Question

If $a\in \left[ -20,0 \right]$ , then find the probability that the graph of the function $16{{x}^{2}}+8\left( a+5 \right)x-7a-5$ is strictly above the x-axis.
A. Required probability $=\dfrac{13}{20}$
B. Required probability $=\dfrac{12}{20}$
C. Required probability $=\dfrac{7}{20}$
D. Required probability $=\dfrac{8}{20}$

Answer 1

Hint: We need to find the probability of the graph of the function $16{{x}^{2}}+8\left( a+5 \right)x-7a-5$will be strictly above the x-axis. $16{{x}^{2}}+8\left( a+5 \right)x-7a-5$ is a quadratic function and for the graph of a quadratic function to be strictly above the x-axis, its discriminant should be less than 0. So, we will find out the value of the discriminant and keep it less than 0. Hence, we will find the values of ‘a’ for which the graph would be above x-axis. We also have been given a domain for ‘a’. Thus, we will know the length of both the intervals and hence we can find our required probability.

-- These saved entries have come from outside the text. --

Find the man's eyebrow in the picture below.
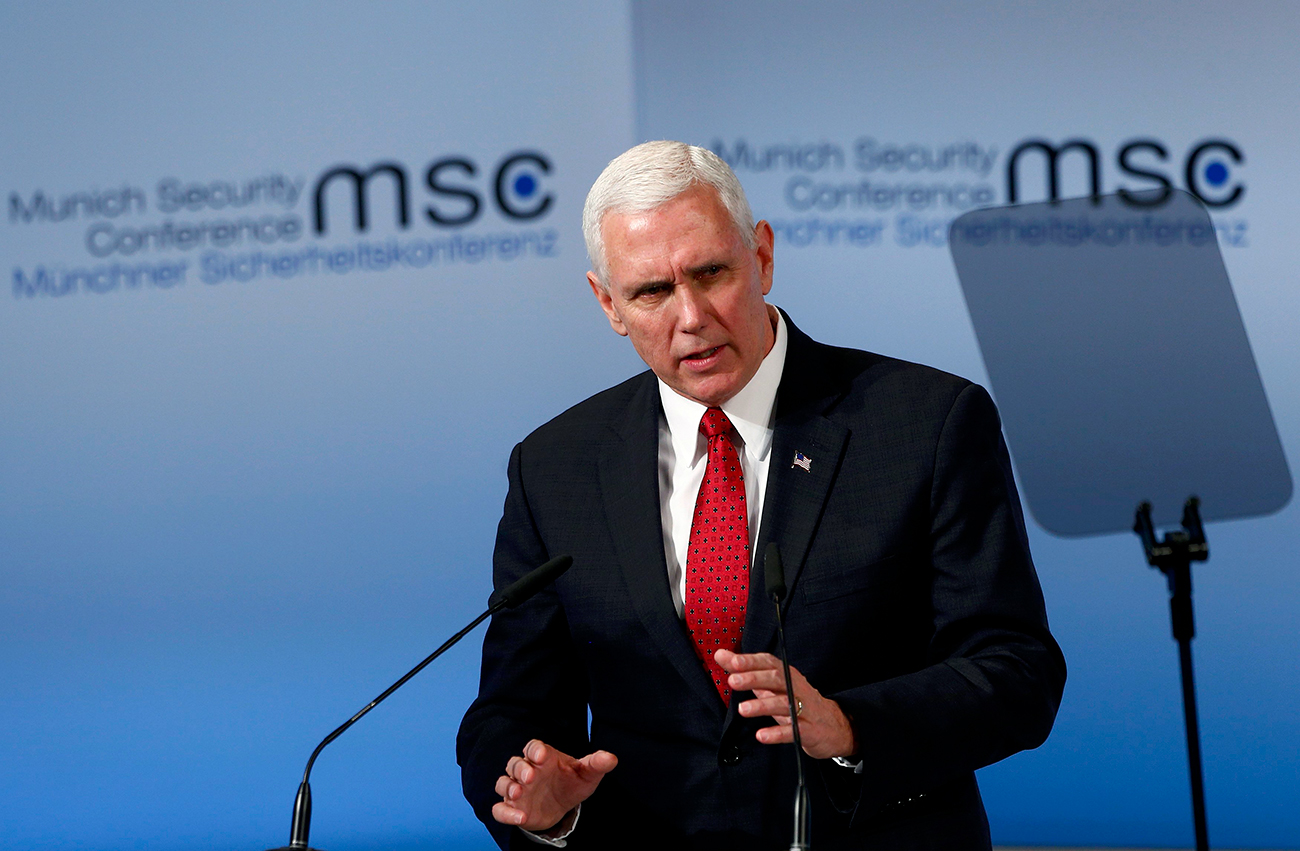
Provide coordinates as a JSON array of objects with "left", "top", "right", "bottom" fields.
[
  {"left": 628, "top": 279, "right": 673, "bottom": 298},
  {"left": 685, "top": 260, "right": 728, "bottom": 277}
]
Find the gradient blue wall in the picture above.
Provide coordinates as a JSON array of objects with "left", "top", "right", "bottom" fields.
[
  {"left": 634, "top": 3, "right": 1300, "bottom": 847},
  {"left": 2, "top": 2, "right": 1296, "bottom": 849}
]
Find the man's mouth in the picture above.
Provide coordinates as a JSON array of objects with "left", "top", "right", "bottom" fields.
[{"left": 682, "top": 346, "right": 721, "bottom": 364}]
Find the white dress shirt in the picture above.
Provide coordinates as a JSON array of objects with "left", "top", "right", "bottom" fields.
[{"left": 657, "top": 308, "right": 787, "bottom": 617}]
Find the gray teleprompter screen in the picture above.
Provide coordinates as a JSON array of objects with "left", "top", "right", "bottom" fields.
[{"left": 949, "top": 189, "right": 1291, "bottom": 537}]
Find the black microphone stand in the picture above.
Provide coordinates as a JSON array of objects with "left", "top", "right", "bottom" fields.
[
  {"left": 765, "top": 544, "right": 810, "bottom": 851},
  {"left": 267, "top": 554, "right": 572, "bottom": 851},
  {"left": 1133, "top": 498, "right": 1210, "bottom": 851}
]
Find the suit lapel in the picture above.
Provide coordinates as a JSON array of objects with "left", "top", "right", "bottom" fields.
[
  {"left": 743, "top": 317, "right": 850, "bottom": 657},
  {"left": 598, "top": 374, "right": 728, "bottom": 718}
]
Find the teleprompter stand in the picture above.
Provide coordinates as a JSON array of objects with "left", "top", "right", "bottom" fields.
[{"left": 1132, "top": 497, "right": 1210, "bottom": 851}]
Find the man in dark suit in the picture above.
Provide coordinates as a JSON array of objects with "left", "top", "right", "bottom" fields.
[{"left": 457, "top": 141, "right": 1065, "bottom": 850}]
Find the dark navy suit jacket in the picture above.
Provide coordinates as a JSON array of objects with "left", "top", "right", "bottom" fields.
[{"left": 457, "top": 314, "right": 1065, "bottom": 850}]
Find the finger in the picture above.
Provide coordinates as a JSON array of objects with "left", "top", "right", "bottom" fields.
[
  {"left": 735, "top": 663, "right": 820, "bottom": 702},
  {"left": 715, "top": 650, "right": 781, "bottom": 672},
  {"left": 524, "top": 739, "right": 550, "bottom": 764},
  {"left": 738, "top": 695, "right": 797, "bottom": 718},
  {"left": 577, "top": 749, "right": 619, "bottom": 777},
  {"left": 494, "top": 775, "right": 516, "bottom": 798},
  {"left": 727, "top": 666, "right": 788, "bottom": 693},
  {"left": 506, "top": 756, "right": 534, "bottom": 784},
  {"left": 755, "top": 723, "right": 795, "bottom": 745},
  {"left": 743, "top": 701, "right": 790, "bottom": 717},
  {"left": 788, "top": 665, "right": 814, "bottom": 693},
  {"left": 492, "top": 801, "right": 528, "bottom": 827}
]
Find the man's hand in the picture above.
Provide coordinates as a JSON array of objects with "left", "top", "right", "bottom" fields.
[
  {"left": 716, "top": 649, "right": 858, "bottom": 760},
  {"left": 491, "top": 739, "right": 618, "bottom": 833}
]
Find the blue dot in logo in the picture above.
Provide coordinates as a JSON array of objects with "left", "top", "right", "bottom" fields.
[
  {"left": 514, "top": 174, "right": 537, "bottom": 198},
  {"left": 1204, "top": 161, "right": 1229, "bottom": 187}
]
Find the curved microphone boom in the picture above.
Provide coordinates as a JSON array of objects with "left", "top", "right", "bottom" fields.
[
  {"left": 267, "top": 554, "right": 573, "bottom": 851},
  {"left": 490, "top": 553, "right": 573, "bottom": 610},
  {"left": 765, "top": 543, "right": 810, "bottom": 851}
]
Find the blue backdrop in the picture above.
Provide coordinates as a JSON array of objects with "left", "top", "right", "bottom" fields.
[{"left": 2, "top": 2, "right": 1297, "bottom": 849}]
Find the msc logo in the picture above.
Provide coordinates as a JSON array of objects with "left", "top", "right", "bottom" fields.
[
  {"left": 1006, "top": 138, "right": 1243, "bottom": 208},
  {"left": 313, "top": 151, "right": 552, "bottom": 234}
]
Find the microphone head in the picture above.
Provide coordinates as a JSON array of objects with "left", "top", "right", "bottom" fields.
[
  {"left": 490, "top": 554, "right": 573, "bottom": 610},
  {"left": 764, "top": 543, "right": 786, "bottom": 602}
]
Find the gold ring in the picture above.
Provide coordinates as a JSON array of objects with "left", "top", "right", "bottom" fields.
[{"left": 795, "top": 699, "right": 803, "bottom": 717}]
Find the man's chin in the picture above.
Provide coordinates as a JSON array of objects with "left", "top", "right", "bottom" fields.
[{"left": 668, "top": 376, "right": 738, "bottom": 408}]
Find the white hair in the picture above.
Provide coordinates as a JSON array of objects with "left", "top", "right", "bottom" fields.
[{"left": 582, "top": 140, "right": 755, "bottom": 286}]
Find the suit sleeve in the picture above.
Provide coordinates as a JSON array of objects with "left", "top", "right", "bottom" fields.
[
  {"left": 456, "top": 442, "right": 592, "bottom": 851},
  {"left": 827, "top": 383, "right": 1066, "bottom": 818}
]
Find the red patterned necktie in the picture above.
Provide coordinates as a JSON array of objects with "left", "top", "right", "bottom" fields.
[{"left": 684, "top": 407, "right": 750, "bottom": 704}]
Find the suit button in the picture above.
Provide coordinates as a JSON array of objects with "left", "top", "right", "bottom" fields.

Complete step by step answer:
Let the given function be y.
Thus, y is given as:
$y=16{{x}^{2}}+8\left( a+5 \right)x-7a-5$
For the graph of y to be above the x-axis, discriminant of y should be less than 0.
 Discriminant of $y=a{{x}^{2}}+bx+c$ is given as $D={{b}^{2}}-4ac$
Here, $a=16,b=8\left( a+5 \right)$ and $c=-7a-5$
Thus, our discriminant will be given as:
$\begin{align}
  & D={{\left( 8\left( a+5 \right) \right)}^{2}}-4\left( 16 \right)\left( -7a-5 \right) \\
 & \Rightarrow D=64\left( {{a}^{2}}+10a+25 \right)+64\left( 7a+5 \right) \\
 & \Rightarrow D=64\left( {{a}^{2}}+10a+25+7a+5 \right) \\
 & \Rightarrow D=64\left( {{a}^{2}}+17a+30 \right) \\
 & \Rightarrow D=64\left( {{a}^{2}}+15a+2a+30 \right) \\
 & \Rightarrow D=64\left( a\left( a+15 \right)+2\left( a+15 \right) \right) \\
 & \Rightarrow D=64\left( a+2 \right)\left( a+15 \right) \\
\end{align}$
Now, for the graph of y to be above the x-axis, $D\text{ } < \text{ }0$
Putting the value of D, we will get:
$\begin{align}
  & 64\left( a+2 \right)\left( a+15 \right)\text{ } < \text{ }0 \\
 & \Rightarrow \left( a+2 \right)\left( a+15 \right)\text{ } < \text{ }0 \\
 & \Rightarrow -15\text{ } < a\text{ } < \text{ }-2 \\
\end{align}$
Thus, the interval of the required values of ‘a’ will be given as:
$a\in \left( -15,-2 \right)$
In the question, we have been given that a lies in the interval $\left[ -20,0 \right]$
Thus, the interval for possible values of ‘a’ is given as:
$a\in \left[ -20,0 \right]$
Thus, the length of the required interval of ‘a’ $=-2-\left( -15 \right)=13$
The length of the interval of the possible values of ‘a’ $=0-\left( -20 \right)=20$
Now, probability of any event is given as:
$P=\dfrac{\text{Favourable outcomes}}{\text{Total outcomes}}$
Here,
Favourable outcomes=length of required interval of ‘a’=13
Total outcomes=length of interval of possible values of ‘a’=20
Therefore, required probability is given as:
$P=\dfrac{13}{20}$

So, the correct answer is “Option A”.

Note: Keep in mind that here, the coefficient of ${{x}^{2}}$ in here is ‘16’ which is a positive real number, hence our graph will be an upward parabola and for the graph to be strictly above the axis, the quadratic equation should not have any solutions. Thus, we have kept the discriminant less than 0.